Las sociedades, las personas, han evolucionado mucho en las últimas décadas y, mientras se han ido alejando de valores dogmáticos y caducos, se han ido paulatinamente impregnando de valores éticos universales, que nada tienen ya que ver con esos códigos arcaicos que imponían la sumisión irracional de las personas a poderes asentados en el dogma, el abuso y la tiranía. Me refiero a la solidaridad, a la espiritualidad profunda y universal, al repudio de cualquier tipo de exclusión basada en diferencias territoriales, culturales o raciales, al respeto al medio ambiente y a la naturaleza que nos sustenta y es la base de la vida, a la economía sostenible, al respeto a la dignidad de todos los seres vivos y sintientes, al rechazo de la violencia, la tortura y la crueldad, contra cualquier persona y contra cualquier especie, al amor a la cultura y a la apertura como un modo de percibir y entender el mundo.

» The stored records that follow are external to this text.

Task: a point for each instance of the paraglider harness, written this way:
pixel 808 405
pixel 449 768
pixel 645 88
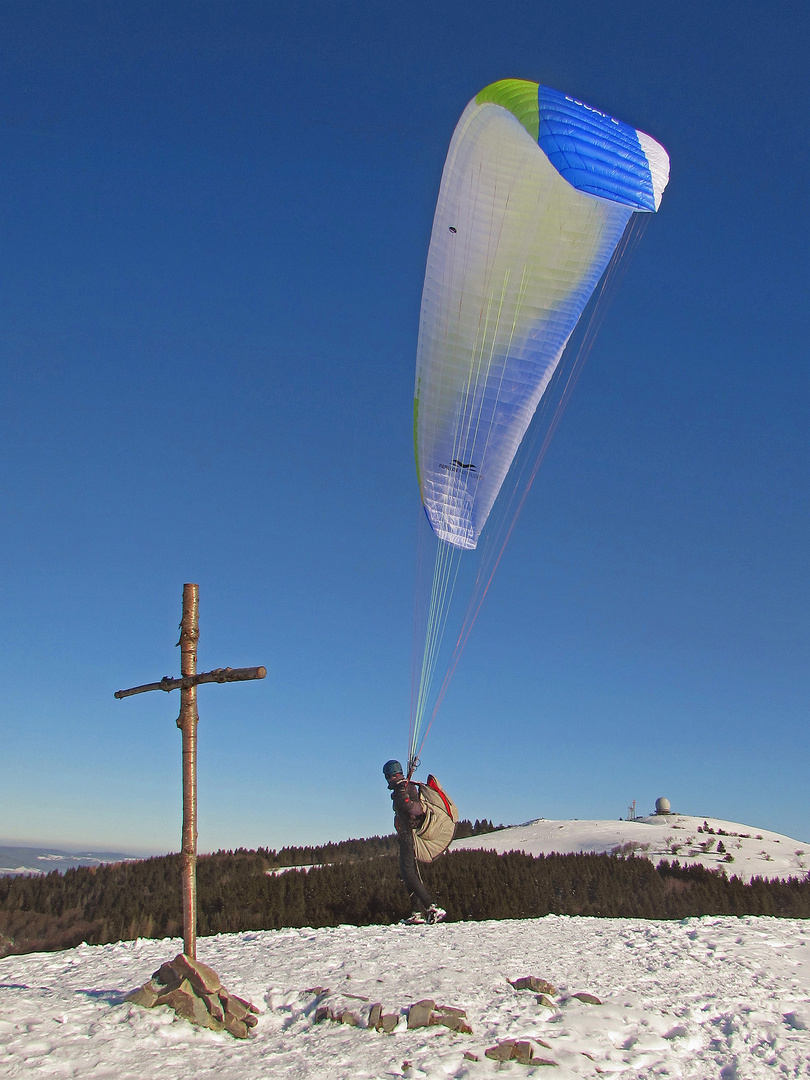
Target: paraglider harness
pixel 437 827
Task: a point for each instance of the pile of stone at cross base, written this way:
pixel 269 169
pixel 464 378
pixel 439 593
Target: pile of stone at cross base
pixel 196 994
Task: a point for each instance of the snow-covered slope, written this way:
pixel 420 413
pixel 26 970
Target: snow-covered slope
pixel 711 997
pixel 754 852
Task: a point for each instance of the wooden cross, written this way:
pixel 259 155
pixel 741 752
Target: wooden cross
pixel 187 723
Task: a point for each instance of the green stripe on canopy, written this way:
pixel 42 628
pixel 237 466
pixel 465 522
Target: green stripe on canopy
pixel 516 95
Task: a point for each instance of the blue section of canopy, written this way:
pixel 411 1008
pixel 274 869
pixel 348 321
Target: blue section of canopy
pixel 594 152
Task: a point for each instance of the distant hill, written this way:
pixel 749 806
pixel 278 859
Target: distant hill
pixel 734 849
pixel 15 860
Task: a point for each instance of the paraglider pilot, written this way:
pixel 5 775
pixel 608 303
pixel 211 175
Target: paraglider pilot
pixel 408 815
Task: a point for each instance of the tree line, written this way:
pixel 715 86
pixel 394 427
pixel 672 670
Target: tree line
pixel 242 890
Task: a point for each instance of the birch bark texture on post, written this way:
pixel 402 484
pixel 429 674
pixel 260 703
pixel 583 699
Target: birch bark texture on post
pixel 187 723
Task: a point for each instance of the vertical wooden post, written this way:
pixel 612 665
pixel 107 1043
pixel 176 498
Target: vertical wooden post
pixel 187 724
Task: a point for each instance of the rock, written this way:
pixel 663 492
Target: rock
pixel 202 977
pixel 532 983
pixel 589 999
pixel 189 1007
pixel 237 1027
pixel 166 976
pixel 517 1050
pixel 196 994
pixel 146 995
pixel 501 1051
pixel 419 1013
pixel 214 1006
pixel 522 1051
pixel 231 1003
pixel 451 1017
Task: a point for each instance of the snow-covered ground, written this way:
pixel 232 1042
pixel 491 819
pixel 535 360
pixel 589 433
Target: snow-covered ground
pixel 755 852
pixel 712 997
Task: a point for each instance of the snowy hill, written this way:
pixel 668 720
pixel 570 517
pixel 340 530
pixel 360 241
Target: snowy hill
pixel 17 860
pixel 697 998
pixel 709 841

El macabro mundo del toreo estuvo, sin embargo, muy presente en la coronación de Felipe VI. Y ello a pesar de que un ochenta por cien de españoles rechazan la crueldad gratuita de la mal llamada fiesta nacional, y ello teniendo en cuenta el alto nivel de adoctrinamiento de los españoles en la adhesión a la tortura. A posteriori, a pesar del gesto “laico” del monarca, se hizo también en La Zarzuela una misa de coronación, como dios manda. A nivel privado cualquiera puede creer en lo que quiera y hacer de su capa un sayo, pero tiene que tener en cuenta el nuevo rey que la sensibilidad de la gente ha cambiado mucho, que las nuevas generaciones de españoles están formadas por personas mucho más cultivadas, racionales, sensibles y bien informadas que las que vitoreaban antaño a los reyes como semidioses con poder quasi absoluto. Y, me temo, que si no se aviene a la evolución ética que la sociedad precisa y exige, además de a la honradez y a la transparencia, tan lejanas últimamente de los asuntos reales, su reinado seguirá siendo una anacronía con respecto al sentir de la mayoría de la gente, lo cual está muy lejos de lo que le es favorable.

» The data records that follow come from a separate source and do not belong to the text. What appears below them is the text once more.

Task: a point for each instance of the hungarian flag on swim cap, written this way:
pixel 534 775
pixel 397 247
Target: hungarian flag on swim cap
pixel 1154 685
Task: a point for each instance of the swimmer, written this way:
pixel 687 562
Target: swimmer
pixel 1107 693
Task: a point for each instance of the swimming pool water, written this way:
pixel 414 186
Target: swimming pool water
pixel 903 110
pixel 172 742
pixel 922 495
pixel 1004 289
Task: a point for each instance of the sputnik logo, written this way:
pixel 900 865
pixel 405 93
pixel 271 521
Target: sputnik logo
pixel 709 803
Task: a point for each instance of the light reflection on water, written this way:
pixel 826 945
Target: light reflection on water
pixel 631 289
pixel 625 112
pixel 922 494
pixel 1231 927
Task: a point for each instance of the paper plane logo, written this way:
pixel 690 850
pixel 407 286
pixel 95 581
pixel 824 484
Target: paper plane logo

A pesar de no ser en absoluto monárquica, quiero creer que un monarca en este país puede, desde su posición privilegiada, aliarse con esa evolución ética y democrática que nos pueda hacer avanzar como sociedad y como país, alejándonos de esquemas medievales, insolidarios, abusivos y obsoletos, ya inaceptables en el siglo XXI. Y quiero esperar que pueda ser éste el caso, por el bien de todos. Esperemos que esa coincidencia de fechas con la transformación que es el Solsticio sea algo más que casual. De lo contrario, seguiríamos en un anacronismo institucional muy difícil, para muchos, de digerir. Porque, como expresa la frase que se atribuye a Charles Darwin, no es la especie más fuerte la que sobrevive, ni la más inteligente, sino la más receptiva al cambio. Nos lo enseña la propia naturaleza. La evolución y la transformación son la esencia más profunda de la vida.